Finalmente, el profesor Domovoi Trojan apareció acompañado de su enorme asistente rubio, que empujaba la silla de ruedas. Trojan transportaba sobre el regazo, sujeto fuertemente con ambas manos, un cofre de madera.

Estacado les hizo una señal a los dos vigías y al chófer del profesor, y los tres hombres abandonaron la sala sin decir una palabra. Júpiter oyó cómo la puerta se cerraba tras ellos.

Los Adeptos a la Sombra tomaron asiento en torno a la mesa. Trojan colocó su silla de ruedas en un hueco entre Estacado y el cardenal Von Thaden. Colocó el cofre con veneración sobre la mesa y se lo tendió a Estacado. Von Thaden se levantó, abrió la caja fuerte y sostuvo frente a él con inmenso cuidado un objeto redondo.

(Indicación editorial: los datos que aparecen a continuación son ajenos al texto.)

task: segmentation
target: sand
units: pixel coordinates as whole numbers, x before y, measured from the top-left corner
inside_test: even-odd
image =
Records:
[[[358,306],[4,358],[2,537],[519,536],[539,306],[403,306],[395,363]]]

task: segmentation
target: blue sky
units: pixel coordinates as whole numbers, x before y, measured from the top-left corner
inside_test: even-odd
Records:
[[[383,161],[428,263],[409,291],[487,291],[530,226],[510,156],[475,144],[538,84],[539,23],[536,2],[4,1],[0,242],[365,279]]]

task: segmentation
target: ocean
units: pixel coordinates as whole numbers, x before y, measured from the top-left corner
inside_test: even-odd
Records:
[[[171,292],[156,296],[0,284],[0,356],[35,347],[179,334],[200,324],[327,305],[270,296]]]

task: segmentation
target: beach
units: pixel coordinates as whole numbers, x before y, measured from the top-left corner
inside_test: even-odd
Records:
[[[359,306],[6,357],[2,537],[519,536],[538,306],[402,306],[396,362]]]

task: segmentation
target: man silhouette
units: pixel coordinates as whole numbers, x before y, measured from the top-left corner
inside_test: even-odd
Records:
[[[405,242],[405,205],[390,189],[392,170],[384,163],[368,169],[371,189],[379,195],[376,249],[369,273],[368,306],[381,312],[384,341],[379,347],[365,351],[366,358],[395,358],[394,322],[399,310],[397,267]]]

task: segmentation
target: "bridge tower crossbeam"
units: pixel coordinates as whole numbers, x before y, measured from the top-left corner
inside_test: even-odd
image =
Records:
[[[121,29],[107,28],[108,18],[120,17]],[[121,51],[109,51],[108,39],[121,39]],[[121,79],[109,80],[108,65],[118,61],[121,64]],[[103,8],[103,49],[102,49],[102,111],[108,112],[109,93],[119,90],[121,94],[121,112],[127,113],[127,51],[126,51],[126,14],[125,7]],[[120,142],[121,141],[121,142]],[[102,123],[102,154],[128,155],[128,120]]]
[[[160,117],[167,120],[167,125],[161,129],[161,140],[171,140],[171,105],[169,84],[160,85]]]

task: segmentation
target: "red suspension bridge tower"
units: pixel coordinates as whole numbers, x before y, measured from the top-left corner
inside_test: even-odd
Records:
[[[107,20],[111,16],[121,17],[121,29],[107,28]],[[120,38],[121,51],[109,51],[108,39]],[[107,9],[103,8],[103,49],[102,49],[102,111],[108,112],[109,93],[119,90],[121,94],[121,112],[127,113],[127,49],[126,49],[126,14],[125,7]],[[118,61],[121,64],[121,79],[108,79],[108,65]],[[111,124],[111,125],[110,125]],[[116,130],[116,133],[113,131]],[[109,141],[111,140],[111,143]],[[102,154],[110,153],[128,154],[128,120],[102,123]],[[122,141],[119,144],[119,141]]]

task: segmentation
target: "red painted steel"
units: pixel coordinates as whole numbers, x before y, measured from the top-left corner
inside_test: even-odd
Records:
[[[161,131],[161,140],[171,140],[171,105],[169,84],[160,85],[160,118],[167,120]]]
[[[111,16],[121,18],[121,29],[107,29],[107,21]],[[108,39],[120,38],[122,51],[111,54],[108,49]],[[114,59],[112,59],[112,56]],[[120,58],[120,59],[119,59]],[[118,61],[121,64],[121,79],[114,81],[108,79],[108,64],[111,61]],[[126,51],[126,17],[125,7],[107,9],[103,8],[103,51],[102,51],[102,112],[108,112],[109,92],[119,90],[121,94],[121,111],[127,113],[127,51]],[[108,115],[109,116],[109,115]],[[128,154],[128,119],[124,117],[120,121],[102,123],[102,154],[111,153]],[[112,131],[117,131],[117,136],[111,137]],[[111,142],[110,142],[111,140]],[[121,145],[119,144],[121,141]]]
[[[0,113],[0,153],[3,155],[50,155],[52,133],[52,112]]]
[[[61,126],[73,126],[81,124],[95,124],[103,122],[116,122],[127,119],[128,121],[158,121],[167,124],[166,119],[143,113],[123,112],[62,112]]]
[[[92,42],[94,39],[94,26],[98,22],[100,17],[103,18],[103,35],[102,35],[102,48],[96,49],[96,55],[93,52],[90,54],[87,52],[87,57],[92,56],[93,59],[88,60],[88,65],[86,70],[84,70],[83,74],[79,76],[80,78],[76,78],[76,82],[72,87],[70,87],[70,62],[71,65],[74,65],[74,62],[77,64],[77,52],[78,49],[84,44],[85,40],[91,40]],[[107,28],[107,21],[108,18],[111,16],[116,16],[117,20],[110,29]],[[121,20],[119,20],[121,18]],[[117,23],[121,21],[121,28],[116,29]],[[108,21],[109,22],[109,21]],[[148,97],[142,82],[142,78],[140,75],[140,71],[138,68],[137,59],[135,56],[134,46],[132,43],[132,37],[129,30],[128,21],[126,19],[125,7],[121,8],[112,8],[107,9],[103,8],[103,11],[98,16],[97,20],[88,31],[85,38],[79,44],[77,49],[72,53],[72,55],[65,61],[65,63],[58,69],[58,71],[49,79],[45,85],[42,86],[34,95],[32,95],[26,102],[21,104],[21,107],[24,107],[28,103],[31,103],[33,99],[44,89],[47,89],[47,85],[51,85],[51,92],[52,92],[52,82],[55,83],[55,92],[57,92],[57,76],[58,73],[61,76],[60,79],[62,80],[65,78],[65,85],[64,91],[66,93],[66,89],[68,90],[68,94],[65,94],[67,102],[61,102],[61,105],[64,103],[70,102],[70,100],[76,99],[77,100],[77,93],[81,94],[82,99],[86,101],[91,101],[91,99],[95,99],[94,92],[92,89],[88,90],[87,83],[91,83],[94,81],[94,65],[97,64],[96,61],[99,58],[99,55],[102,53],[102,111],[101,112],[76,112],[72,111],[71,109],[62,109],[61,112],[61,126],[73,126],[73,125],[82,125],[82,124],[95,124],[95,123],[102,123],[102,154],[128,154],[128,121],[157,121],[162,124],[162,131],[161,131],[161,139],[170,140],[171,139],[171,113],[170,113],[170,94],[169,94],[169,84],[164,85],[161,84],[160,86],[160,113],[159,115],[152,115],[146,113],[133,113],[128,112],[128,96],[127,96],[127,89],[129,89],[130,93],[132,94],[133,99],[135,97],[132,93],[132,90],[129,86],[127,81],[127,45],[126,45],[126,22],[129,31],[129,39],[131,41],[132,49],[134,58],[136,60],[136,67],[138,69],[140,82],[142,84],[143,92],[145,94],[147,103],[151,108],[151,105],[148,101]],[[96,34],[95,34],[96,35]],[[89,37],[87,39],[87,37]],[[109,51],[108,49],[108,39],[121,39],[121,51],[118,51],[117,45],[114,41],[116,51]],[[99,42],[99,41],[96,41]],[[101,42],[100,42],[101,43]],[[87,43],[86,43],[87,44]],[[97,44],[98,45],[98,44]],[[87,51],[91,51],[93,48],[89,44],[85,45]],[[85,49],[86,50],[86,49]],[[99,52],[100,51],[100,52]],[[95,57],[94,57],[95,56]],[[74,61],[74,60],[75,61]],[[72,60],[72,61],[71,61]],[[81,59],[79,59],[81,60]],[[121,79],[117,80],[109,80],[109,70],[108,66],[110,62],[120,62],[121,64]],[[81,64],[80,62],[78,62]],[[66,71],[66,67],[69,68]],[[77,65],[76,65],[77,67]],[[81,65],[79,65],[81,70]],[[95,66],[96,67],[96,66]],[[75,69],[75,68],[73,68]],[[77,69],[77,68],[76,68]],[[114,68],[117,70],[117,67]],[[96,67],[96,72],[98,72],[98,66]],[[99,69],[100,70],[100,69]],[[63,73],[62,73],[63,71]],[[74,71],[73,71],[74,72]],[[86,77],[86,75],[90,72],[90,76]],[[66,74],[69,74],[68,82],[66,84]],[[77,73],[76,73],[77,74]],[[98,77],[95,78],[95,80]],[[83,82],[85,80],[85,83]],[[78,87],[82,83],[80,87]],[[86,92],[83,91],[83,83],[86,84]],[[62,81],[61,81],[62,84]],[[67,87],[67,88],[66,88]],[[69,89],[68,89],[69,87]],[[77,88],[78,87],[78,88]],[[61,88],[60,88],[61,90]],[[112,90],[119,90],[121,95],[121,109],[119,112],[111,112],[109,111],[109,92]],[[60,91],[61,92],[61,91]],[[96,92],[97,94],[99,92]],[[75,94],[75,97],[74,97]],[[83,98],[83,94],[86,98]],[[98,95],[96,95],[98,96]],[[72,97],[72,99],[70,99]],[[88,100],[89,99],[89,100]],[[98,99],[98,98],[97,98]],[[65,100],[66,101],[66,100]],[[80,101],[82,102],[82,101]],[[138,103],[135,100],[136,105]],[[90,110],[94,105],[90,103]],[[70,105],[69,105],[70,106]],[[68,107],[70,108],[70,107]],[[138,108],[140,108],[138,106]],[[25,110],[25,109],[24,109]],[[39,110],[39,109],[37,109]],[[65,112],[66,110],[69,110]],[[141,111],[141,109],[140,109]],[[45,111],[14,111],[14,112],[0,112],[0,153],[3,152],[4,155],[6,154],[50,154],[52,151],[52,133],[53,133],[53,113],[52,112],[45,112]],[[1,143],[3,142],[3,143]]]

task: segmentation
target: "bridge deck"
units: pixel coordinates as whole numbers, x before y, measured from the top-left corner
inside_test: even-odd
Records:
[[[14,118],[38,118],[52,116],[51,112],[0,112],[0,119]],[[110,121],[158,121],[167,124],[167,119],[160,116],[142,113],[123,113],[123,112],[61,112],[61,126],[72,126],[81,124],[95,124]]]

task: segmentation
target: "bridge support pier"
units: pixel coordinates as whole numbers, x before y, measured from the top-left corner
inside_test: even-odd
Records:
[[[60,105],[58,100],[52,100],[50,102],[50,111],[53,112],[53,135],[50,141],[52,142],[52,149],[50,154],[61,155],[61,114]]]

A estas alturas, Júpiter ya había sido capaz de deducir que se trataba de la vasija minoica. Evidentemente, alguien había unificado los cinco pedazos, y solo faltaba el sexto fragmento. Visto desde arriba, parecía una especie de torta a la que hubieran dividido en trozos informes.

El cuenco tenía prácticamente la forma de un plato, de tan ligera como era la curvatura de su superficie. El barnizado pardo brillaba a la luz de las lámparas, colocadas bien sujetas sobre los muros de la estancia.

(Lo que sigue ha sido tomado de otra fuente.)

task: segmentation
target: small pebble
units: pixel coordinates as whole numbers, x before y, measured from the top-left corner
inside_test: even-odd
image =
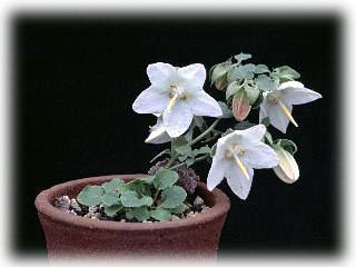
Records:
[[[207,212],[208,210],[209,210],[210,208],[209,207],[207,207],[207,206],[204,206],[202,208],[201,208],[201,214],[205,214],[205,212]]]
[[[92,207],[89,207],[89,212],[97,212],[98,211],[98,207],[97,206],[92,206]]]
[[[69,210],[68,212],[69,212],[69,214],[72,214],[72,215],[77,215],[77,214],[76,214],[76,211],[75,211],[75,210],[72,210],[72,209],[71,209],[71,210]]]
[[[81,208],[80,208],[79,204],[77,202],[76,198],[70,199],[70,206],[76,212],[78,212],[78,214],[81,212]]]
[[[195,208],[201,208],[201,206],[204,205],[204,200],[201,197],[196,197],[196,199],[192,202]]]
[[[61,210],[69,210],[70,198],[68,196],[62,196],[56,199],[55,206]]]
[[[180,218],[178,216],[176,216],[176,215],[172,215],[171,216],[171,221],[177,221],[177,220],[180,220]]]
[[[196,217],[195,212],[190,211],[189,214],[187,214],[187,218],[194,218],[194,217]]]

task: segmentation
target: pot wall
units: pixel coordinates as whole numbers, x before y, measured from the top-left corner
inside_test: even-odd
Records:
[[[199,182],[198,195],[211,208],[195,218],[168,222],[101,221],[73,216],[53,207],[56,197],[70,198],[86,185],[100,185],[113,177],[130,180],[142,175],[102,176],[73,180],[42,191],[36,199],[49,258],[161,256],[215,259],[229,199],[218,189]]]

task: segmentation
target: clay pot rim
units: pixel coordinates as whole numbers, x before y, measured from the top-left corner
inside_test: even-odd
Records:
[[[144,175],[109,175],[109,176],[97,176],[82,178],[77,180],[67,181],[63,184],[56,185],[47,190],[41,191],[34,200],[36,208],[38,212],[51,218],[55,221],[59,221],[65,225],[71,225],[77,227],[87,227],[90,229],[100,230],[157,230],[157,229],[172,229],[172,228],[185,228],[195,227],[199,224],[214,220],[224,214],[226,214],[230,208],[229,198],[218,188],[215,188],[211,194],[214,196],[214,206],[207,212],[199,214],[194,218],[186,218],[177,221],[162,221],[162,222],[119,222],[119,221],[106,221],[106,220],[95,220],[85,218],[81,216],[73,216],[63,210],[56,208],[51,200],[55,197],[59,197],[58,191],[63,190],[68,187],[73,187],[82,184],[98,184],[105,182],[112,178],[122,178],[126,180],[134,179],[137,177],[142,177]],[[198,182],[198,187],[202,190],[207,190],[207,186],[204,182]]]

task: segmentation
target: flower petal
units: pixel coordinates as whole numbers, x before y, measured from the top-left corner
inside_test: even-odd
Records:
[[[164,127],[171,138],[181,136],[190,126],[192,113],[189,107],[180,100],[164,112]]]
[[[301,105],[322,98],[322,95],[307,88],[286,88],[283,90],[285,102]]]
[[[247,179],[241,170],[238,168],[236,164],[230,161],[230,168],[227,169],[225,176],[227,179],[227,184],[234,191],[236,196],[240,199],[246,199],[248,197],[249,190],[253,185],[254,169],[249,166],[245,166],[249,176]]]
[[[257,125],[257,126],[253,126],[246,130],[236,130],[236,134],[238,134],[239,136],[241,136],[241,141],[260,141],[260,139],[263,139],[263,137],[266,134],[266,126],[264,125]]]
[[[263,142],[246,147],[241,159],[254,169],[273,168],[279,164],[275,150]]]
[[[150,86],[136,98],[132,109],[137,113],[161,113],[168,102],[168,92],[162,92],[159,88]]]
[[[278,90],[286,88],[304,88],[304,85],[299,81],[286,81],[279,85]]]
[[[187,88],[200,89],[204,86],[207,71],[201,63],[194,63],[189,65],[184,68],[178,69],[178,75],[184,79],[187,80],[185,85]]]
[[[147,67],[147,76],[152,85],[160,89],[167,88],[168,91],[170,80],[177,76],[177,69],[169,63],[157,62]]]
[[[186,101],[196,116],[219,117],[222,115],[219,103],[202,90],[188,97]]]
[[[289,110],[291,113],[291,106],[290,105],[285,105],[286,108]],[[287,127],[289,123],[289,119],[285,116],[285,113],[280,110],[280,107],[277,105],[268,105],[267,103],[267,113],[270,123],[281,132],[286,134]]]
[[[212,190],[224,179],[224,175],[229,167],[229,161],[221,157],[214,157],[212,164],[207,178],[208,190]]]

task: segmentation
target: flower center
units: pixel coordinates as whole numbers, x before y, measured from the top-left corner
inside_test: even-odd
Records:
[[[180,100],[186,100],[187,95],[185,93],[185,90],[181,87],[178,87],[177,85],[170,85],[169,86],[169,102],[167,110],[170,111],[172,107],[176,105],[177,99],[179,98]]]
[[[237,167],[241,170],[243,175],[249,179],[249,175],[247,172],[246,167],[244,166],[243,161],[240,160],[241,157],[246,154],[245,149],[241,149],[237,146],[236,142],[231,144],[231,147],[225,150],[225,158],[226,159],[235,159]]]
[[[278,105],[281,112],[286,116],[286,118],[294,123],[296,127],[298,127],[296,120],[293,118],[290,111],[287,109],[287,107],[284,105],[283,100],[284,97],[280,92],[275,91],[275,92],[269,92],[266,97],[267,101],[271,105]]]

Estacado se desplazó a un lado para permitir a Von Thaden depositar la vasija sobre la mesa, junto al cofre del profesor.

Coralina se inclinó sobre el oído de Janus.

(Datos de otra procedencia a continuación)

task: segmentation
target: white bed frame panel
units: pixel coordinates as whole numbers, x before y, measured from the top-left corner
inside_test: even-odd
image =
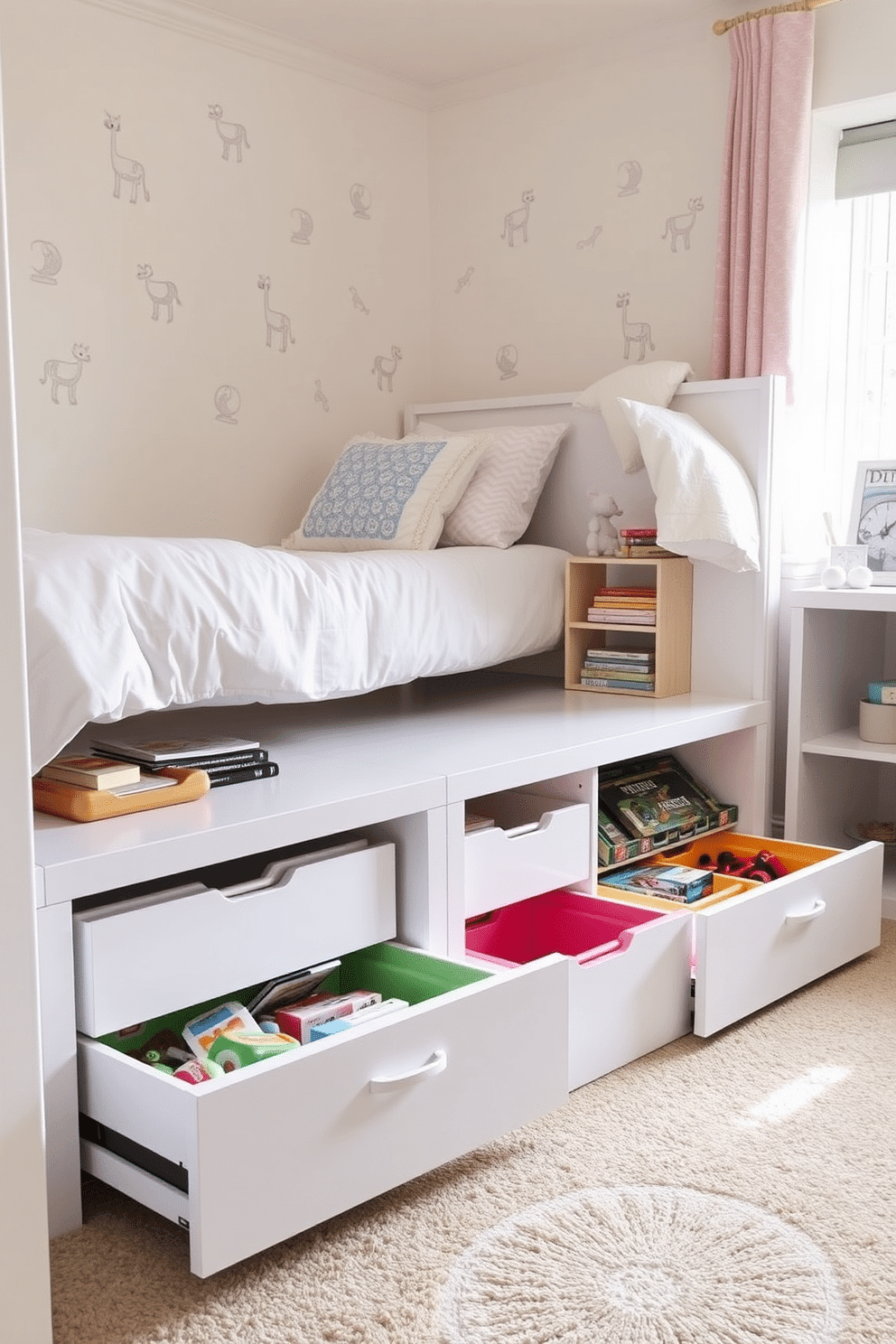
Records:
[[[695,692],[772,700],[780,587],[780,507],[771,444],[780,426],[783,379],[744,378],[682,383],[672,409],[692,415],[732,453],[756,489],[762,523],[760,571],[729,574],[695,564],[690,685]],[[433,421],[447,430],[489,425],[568,422],[524,542],[586,554],[588,491],[611,495],[625,517],[617,526],[656,524],[646,470],[622,470],[603,417],[579,410],[578,392],[408,406],[404,433]],[[724,613],[724,620],[720,617]]]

—¿Sabía que se reunirían a esta hora?

El religioso negó con la cabeza. Sus labios formaron un «no», pero no emitieron ningún sonido.

Una vez se hubo sentado de nuevo el cardenal, Estacado tomó la palabra.

—Ya saben que nuestros dos invitados se han evadido, y es evidente para todos quién debe de haberles ayudado.

Uno de los más ancianos entre los presentes, un hombre que Júpiter desconocía, carraspeó.

—Tenías que haber escuchado al cardenal Von Thaden. Si los hubiéramos eliminado, ahora no tendríamos este desagradable problema.

Coralina susurró al oído del investigador:

—Ese es el bibliotecario pontificio, el hermano de Estacado.

—¿Desagradable problema? —exclamó Estacado con satisfacción—. Sí, es posible. Sin embargo, valía la pena intentarlo. Ahora, como antes, sigo estando en contra de matar indiscriminadamente. Su ridícula venganza contra ese pintor —se volvió hacia Von Thaden y Landini mientras pronunciaba estas palabras— fue superflua y absolutamente indigna de nosotros. Era un anciano loco que simplemente se entretenía provocándonos con sus garabatos. Aceptar su desafío fue innecesario.

Júpiter percibió la manera tan airada en que Landini cerraba los puños, si bien el cardenal le ordenaba inmediatamente, con un gesto de la mano, que se relajara. Una sonrisa fina, como cortada con un cuchillo, se dibujó en sus labios.